Objective  To investigate the effect of long chain non-coding differentiation antagonizing nonprotein coding RNA (DANCR) on proliferation and apoptosis of nasopharyngeal carcinoma cells through targeted regulation of glucose-regulated protein 78 kDa (GRP78) and its mechanism.

  Methods  The expression of DANCR in nasopharyngeal carcinoma tissues and different nasopharyngeal carcinoma cell lines were detected with quantitative real-time PCR (qPCR). Double luciferase reporter was used to detect the interaction between DANCR and GRP78. The association of DANCR with clinical and pathological manifestations of nasopharyngeal carcinoma patients was analyzed. Clone formation assay was used to detect the effect of DANCR on the proliferation of nasopharyngeal carcinoma cells. The effect of DANCR on the apoptosis of nasopharyngeal carcinoma cells was detected with flow cytometry. The effect of DANCR on xenograft differentiation of nasopharyngeal carcinoma was evaluated with nude mouse tumorigenicity assay.

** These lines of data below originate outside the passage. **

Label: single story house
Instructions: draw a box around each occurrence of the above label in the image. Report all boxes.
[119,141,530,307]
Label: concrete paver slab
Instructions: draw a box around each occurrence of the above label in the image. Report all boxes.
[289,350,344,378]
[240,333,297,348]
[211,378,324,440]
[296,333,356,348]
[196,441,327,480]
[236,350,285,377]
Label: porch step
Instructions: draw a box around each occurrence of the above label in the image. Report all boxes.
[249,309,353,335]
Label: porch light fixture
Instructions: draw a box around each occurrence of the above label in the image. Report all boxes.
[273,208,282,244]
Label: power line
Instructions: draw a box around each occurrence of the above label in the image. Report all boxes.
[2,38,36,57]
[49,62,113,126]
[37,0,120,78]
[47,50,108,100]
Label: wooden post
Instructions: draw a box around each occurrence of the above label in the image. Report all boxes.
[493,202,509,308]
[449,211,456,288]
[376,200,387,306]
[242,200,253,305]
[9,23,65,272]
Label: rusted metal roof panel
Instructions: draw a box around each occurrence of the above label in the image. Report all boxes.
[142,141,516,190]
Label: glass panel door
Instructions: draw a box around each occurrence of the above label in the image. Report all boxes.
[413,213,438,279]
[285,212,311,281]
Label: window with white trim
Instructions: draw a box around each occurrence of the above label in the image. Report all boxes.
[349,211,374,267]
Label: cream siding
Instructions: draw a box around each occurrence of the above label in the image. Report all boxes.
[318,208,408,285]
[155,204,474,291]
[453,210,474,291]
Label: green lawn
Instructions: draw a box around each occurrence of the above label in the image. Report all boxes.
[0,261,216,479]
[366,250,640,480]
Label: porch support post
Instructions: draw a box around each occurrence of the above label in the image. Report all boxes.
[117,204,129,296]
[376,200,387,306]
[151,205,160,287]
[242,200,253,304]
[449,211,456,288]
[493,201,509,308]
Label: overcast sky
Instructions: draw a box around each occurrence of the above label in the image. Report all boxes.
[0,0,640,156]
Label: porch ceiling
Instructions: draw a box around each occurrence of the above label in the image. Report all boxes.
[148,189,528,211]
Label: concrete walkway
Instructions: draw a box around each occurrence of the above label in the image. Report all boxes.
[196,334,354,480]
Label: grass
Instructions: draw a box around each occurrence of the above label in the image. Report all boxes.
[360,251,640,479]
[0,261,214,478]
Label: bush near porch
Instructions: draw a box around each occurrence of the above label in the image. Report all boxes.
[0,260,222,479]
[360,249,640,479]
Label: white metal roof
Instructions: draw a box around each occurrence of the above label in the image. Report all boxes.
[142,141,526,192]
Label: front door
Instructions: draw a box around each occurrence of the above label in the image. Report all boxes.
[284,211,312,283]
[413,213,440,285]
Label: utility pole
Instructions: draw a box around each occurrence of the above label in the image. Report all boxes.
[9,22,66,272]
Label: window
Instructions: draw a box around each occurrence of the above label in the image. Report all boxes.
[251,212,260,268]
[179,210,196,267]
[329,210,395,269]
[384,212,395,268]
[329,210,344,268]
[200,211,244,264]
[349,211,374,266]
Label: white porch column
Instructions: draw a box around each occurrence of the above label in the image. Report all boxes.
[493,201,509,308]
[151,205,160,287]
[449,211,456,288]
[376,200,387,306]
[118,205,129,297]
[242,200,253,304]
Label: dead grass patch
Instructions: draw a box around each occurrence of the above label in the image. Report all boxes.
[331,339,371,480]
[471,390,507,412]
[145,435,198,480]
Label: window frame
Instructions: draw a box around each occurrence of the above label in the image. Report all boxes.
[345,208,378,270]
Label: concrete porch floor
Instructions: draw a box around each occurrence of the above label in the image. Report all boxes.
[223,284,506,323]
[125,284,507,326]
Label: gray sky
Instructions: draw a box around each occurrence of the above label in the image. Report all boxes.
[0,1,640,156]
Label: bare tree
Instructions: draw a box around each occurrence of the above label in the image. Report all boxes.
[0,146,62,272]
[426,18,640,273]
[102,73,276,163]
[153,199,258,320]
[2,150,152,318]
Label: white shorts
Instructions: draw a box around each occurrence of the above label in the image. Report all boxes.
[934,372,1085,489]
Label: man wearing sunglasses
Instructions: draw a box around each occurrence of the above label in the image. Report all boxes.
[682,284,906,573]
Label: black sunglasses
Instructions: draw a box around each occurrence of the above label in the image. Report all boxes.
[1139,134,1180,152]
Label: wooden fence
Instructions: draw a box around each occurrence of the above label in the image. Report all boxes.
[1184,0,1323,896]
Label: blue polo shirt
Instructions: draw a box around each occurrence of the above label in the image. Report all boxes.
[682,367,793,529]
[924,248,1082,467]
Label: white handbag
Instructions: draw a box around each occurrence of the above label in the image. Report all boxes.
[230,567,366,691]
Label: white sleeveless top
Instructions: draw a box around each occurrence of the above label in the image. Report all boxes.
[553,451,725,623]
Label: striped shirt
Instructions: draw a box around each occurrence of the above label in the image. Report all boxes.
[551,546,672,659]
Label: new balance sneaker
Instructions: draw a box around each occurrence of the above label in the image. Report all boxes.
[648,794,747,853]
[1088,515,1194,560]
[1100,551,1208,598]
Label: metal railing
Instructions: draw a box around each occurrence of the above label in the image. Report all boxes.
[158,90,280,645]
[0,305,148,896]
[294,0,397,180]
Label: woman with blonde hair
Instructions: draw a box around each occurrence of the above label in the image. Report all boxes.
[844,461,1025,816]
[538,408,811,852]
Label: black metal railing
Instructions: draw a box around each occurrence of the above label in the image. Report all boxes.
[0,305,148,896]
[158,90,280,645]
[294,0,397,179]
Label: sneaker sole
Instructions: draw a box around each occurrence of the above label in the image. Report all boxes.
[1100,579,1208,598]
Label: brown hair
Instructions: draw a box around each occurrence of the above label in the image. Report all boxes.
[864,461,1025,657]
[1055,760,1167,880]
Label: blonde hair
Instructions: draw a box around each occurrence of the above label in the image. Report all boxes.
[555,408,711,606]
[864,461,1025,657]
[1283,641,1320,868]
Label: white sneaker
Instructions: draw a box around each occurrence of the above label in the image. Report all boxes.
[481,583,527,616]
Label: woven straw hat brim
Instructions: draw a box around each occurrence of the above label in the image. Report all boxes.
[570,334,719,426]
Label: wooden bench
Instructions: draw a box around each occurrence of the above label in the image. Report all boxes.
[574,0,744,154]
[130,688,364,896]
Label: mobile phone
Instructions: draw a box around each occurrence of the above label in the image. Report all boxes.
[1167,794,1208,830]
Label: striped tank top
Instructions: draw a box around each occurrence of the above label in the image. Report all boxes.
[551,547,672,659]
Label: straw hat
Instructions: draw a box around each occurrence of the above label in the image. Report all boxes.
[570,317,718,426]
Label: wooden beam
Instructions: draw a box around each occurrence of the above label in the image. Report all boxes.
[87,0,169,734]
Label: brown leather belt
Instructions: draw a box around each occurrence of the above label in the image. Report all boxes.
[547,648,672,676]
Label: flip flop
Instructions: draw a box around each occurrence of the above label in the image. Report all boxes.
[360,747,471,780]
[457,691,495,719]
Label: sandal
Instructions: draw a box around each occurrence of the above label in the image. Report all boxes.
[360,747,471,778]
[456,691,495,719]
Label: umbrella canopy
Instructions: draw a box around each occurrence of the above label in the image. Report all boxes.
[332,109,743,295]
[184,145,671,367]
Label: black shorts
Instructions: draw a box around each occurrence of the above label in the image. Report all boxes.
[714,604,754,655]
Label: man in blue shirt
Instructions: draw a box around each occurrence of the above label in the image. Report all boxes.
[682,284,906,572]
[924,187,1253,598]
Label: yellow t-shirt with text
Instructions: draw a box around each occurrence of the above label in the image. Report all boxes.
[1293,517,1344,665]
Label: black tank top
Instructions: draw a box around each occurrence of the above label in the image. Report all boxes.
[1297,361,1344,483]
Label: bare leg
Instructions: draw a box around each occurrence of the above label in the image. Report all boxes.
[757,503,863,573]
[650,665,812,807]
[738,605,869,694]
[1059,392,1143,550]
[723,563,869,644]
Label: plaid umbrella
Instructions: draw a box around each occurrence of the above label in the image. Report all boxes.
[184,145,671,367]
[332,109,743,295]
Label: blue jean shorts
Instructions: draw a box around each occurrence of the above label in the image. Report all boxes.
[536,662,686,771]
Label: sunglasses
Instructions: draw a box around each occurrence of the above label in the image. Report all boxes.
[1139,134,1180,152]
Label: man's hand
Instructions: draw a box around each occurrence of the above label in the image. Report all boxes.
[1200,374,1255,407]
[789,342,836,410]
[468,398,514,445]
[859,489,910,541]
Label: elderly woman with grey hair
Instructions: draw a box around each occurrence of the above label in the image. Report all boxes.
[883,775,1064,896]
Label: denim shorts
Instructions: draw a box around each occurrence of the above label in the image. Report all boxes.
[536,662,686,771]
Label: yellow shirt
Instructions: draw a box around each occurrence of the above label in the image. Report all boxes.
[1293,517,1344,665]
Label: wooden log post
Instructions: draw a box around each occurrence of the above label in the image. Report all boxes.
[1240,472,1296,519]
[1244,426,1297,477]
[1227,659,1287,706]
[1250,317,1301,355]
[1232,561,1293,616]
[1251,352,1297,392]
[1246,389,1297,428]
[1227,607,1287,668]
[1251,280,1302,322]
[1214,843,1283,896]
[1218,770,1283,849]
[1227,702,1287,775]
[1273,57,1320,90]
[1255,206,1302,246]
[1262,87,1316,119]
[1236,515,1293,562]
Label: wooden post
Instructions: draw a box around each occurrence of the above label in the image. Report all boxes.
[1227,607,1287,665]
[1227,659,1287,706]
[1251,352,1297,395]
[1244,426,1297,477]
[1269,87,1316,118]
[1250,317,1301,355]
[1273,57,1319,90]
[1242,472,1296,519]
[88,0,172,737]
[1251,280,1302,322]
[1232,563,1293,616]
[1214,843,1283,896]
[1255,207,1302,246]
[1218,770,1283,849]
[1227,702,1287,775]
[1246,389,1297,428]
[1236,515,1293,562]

  Results  Compared with that in other nasopharyngeal carcinoma cell lines, the DANCR expression in nasopharygneal carcinoma cells (CNE-1) was significantly higher (2.38 ± 0.35) (P < 0.05). Double-luciferase experiments confirmed that DANCR can directly regulate the expression of GRP78 and fluorescence activity. The inhibition of DANCR expression can significantly attenuate the proliferation (number of cells/per plate: 188.2 ± 7.6 vs. 376.3 ± 19.3) and promote the apoptosis of nasopharyngeal carcinoma cells (59.3 ± 12.1% vs. 17.3 ± 4.2%) (both P < 0.05). The xenograft differentiation of nasopharyngeal carcinoma cells with the down-regulated expression of DANCR was inhibited at some extent, with the decreased transplanted tumor volume (0.71 ± 0.18 cm³ vs. 2.48 ± 0.34 cm³) and weight (0.73 ± 0.15 g vs. 2.28 ± 0.41g) (both P < 0.05).

  Conclusion  DANCR can inhibit the proliferation and promote the apoptosis of nasopharyngeal carcinoma cells through targeted regulation of GRP78 expression.